Singapore: man jailed for smuggling 84 birds

He is fined $13,000 in addition to one-day jail term
Elena Chong Straits Times 3 Mar 11;

A FISH farm operator who smuggled animals into Singapore waters was yesterday jailed for a day and fined a total of $13,000.

Chan Keng Hee, 49, pleaded guilty to two charges of illegally bringing in 84 birds and a domestic ferret by sea on Oct 15 last year. A third charge of bringing in a radiated tortoise was taken into consideration.

Agri-Food and Veterinary Authority (AVA) prosecutor Yap Teck Chuan told a Community Court that just before 6am that day, Police Coast Guard officers spotted Chan's fishing vessel alongside a Malaysian boat in the waters off Lim Chu Kang, and saw a pair of styrofoam boxes being transferred onto his vessel.

Upon checking the boxes, officers found 60 mata puteh birds, 18 red-whiskered bulbuls, five magpie robins, an Asian fairy bluebird, the ferret and the tortoise.

The court heard that Chan, a licensed fish-culture farm operator, received a call the day before from a Malaysian named 'Yuchai' about ferrying animals and birds from international waters into Singapore.

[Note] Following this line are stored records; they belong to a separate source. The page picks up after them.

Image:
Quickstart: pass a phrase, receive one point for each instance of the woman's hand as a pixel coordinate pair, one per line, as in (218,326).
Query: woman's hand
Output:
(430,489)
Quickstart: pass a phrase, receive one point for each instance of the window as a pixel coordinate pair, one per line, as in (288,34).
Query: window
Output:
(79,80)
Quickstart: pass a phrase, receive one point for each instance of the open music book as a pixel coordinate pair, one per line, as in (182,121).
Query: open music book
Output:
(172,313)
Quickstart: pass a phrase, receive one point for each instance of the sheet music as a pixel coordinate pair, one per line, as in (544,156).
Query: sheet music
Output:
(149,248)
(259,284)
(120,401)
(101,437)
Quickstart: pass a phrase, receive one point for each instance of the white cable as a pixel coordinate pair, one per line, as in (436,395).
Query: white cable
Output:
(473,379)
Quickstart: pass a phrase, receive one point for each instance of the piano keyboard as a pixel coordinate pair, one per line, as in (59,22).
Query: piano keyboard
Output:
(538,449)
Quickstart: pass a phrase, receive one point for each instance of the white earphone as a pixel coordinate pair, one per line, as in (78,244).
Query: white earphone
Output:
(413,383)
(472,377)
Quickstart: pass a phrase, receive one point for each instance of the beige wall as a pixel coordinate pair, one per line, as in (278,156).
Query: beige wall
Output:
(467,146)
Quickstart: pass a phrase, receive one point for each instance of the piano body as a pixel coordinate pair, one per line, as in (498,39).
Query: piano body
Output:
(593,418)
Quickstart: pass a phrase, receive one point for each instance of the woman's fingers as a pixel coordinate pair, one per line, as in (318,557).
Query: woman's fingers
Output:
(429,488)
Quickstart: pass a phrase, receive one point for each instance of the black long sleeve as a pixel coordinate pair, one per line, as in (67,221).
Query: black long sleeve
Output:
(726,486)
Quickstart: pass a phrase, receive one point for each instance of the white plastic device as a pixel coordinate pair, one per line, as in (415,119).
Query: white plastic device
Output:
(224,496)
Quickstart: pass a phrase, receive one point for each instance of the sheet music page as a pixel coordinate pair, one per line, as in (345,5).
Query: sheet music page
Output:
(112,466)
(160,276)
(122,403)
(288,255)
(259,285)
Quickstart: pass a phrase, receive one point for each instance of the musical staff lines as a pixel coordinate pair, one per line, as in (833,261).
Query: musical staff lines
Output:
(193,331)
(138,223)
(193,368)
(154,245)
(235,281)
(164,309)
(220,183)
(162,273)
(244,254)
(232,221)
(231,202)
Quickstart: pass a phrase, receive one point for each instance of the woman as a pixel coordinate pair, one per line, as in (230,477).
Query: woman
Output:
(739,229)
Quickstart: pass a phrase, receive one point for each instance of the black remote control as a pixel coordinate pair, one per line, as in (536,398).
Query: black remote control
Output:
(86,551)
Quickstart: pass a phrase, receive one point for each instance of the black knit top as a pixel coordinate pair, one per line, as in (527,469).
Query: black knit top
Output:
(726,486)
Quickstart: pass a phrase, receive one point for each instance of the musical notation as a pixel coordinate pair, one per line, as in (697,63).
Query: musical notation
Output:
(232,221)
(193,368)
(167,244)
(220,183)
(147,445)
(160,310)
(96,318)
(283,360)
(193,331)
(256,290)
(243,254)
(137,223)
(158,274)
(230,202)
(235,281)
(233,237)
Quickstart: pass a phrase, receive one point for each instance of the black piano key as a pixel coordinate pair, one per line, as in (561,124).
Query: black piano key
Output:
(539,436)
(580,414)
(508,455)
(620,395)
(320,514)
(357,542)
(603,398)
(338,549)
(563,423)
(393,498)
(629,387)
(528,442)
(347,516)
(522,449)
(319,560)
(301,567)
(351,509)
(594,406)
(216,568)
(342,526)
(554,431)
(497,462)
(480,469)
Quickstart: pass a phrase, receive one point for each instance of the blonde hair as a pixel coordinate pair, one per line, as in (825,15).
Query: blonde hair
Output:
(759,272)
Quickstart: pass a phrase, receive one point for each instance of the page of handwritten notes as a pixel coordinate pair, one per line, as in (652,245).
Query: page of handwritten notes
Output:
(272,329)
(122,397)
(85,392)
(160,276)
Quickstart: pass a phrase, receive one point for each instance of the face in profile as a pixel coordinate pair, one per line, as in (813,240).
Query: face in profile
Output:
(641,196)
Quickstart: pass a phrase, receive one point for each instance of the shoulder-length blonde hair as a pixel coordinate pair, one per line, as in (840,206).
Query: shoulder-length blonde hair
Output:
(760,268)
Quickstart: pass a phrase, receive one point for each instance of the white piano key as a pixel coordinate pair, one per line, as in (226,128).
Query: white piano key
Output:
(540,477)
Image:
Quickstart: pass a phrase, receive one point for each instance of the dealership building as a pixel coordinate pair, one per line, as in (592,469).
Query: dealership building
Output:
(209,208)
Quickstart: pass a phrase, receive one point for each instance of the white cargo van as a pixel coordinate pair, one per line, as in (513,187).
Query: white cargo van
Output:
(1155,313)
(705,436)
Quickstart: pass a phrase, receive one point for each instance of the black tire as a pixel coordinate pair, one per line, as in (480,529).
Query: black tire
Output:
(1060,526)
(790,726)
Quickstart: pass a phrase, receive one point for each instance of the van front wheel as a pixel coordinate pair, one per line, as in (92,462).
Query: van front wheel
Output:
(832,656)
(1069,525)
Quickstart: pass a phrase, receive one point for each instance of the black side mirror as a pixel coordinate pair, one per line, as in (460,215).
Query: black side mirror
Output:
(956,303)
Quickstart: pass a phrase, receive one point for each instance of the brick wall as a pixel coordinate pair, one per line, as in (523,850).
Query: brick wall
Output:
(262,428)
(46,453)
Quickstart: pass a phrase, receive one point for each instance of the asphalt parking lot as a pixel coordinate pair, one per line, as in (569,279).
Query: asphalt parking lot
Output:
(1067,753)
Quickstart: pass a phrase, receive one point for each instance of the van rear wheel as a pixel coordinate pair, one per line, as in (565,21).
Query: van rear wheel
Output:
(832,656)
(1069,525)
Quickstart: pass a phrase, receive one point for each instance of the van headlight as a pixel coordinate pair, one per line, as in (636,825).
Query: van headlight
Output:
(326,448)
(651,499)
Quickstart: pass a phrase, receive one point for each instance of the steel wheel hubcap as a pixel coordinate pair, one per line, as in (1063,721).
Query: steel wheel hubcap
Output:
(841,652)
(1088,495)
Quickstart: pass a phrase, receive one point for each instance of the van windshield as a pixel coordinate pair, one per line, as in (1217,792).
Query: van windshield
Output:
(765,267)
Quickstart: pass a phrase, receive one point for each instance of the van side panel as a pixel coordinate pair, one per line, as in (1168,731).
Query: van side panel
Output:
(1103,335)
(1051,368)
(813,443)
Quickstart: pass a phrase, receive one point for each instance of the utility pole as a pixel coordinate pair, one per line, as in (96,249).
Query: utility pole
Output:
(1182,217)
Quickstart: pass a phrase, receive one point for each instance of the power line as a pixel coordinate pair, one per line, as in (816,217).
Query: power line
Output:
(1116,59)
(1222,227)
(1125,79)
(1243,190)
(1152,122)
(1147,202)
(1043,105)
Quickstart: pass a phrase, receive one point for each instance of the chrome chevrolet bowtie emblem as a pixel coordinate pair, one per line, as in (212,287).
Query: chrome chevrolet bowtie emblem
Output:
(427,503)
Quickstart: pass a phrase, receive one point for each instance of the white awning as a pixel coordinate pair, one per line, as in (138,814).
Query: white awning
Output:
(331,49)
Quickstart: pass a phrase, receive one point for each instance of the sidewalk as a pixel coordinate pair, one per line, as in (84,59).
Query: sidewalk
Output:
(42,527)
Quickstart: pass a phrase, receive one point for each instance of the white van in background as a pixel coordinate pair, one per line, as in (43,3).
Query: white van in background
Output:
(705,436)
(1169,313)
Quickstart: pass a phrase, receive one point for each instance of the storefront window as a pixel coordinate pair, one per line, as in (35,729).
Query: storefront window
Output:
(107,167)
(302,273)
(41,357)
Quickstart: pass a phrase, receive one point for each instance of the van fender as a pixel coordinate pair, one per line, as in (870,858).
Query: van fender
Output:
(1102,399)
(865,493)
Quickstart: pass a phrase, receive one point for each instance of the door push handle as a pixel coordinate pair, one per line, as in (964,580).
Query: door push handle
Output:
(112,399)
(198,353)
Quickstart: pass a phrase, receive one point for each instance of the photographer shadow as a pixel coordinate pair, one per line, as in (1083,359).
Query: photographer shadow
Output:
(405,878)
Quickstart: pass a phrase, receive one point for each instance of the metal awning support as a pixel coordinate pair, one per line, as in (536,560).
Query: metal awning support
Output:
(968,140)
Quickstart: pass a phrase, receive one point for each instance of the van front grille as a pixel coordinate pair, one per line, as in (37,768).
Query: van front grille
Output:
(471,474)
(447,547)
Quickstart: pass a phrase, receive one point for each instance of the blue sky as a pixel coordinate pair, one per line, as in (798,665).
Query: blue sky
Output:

Yuchai called him again the next day, telling him that the Malaysian boat had arrived at the meeting place in international waters, and that he was to go there to receive the 'goods'.

The court heard that Chan had paid the Malaysian boatman RM5,000 (S$2,090).

Pressing for a deterrent sentence, AVA's Mr Yap said that although no reported cases of bird flu have surfaced in Malaysian poultry farms since the last outbreak in 2007, the risk remained because the birds could have come into contact with infected birds and poultry, and could carry the virus.

He added that ferrets are known carriers of rabies, which Singapore has been free of since 1953; and with Singapore being highly urbanised, public safety would be compromised if rabies was reintroduced here.

Mr Yap also noted that Chan had abused his farm operator's licence by using his boat for smuggling.

Chan could have been fined up to $10,000 and/or jailed for up to a year on each charge.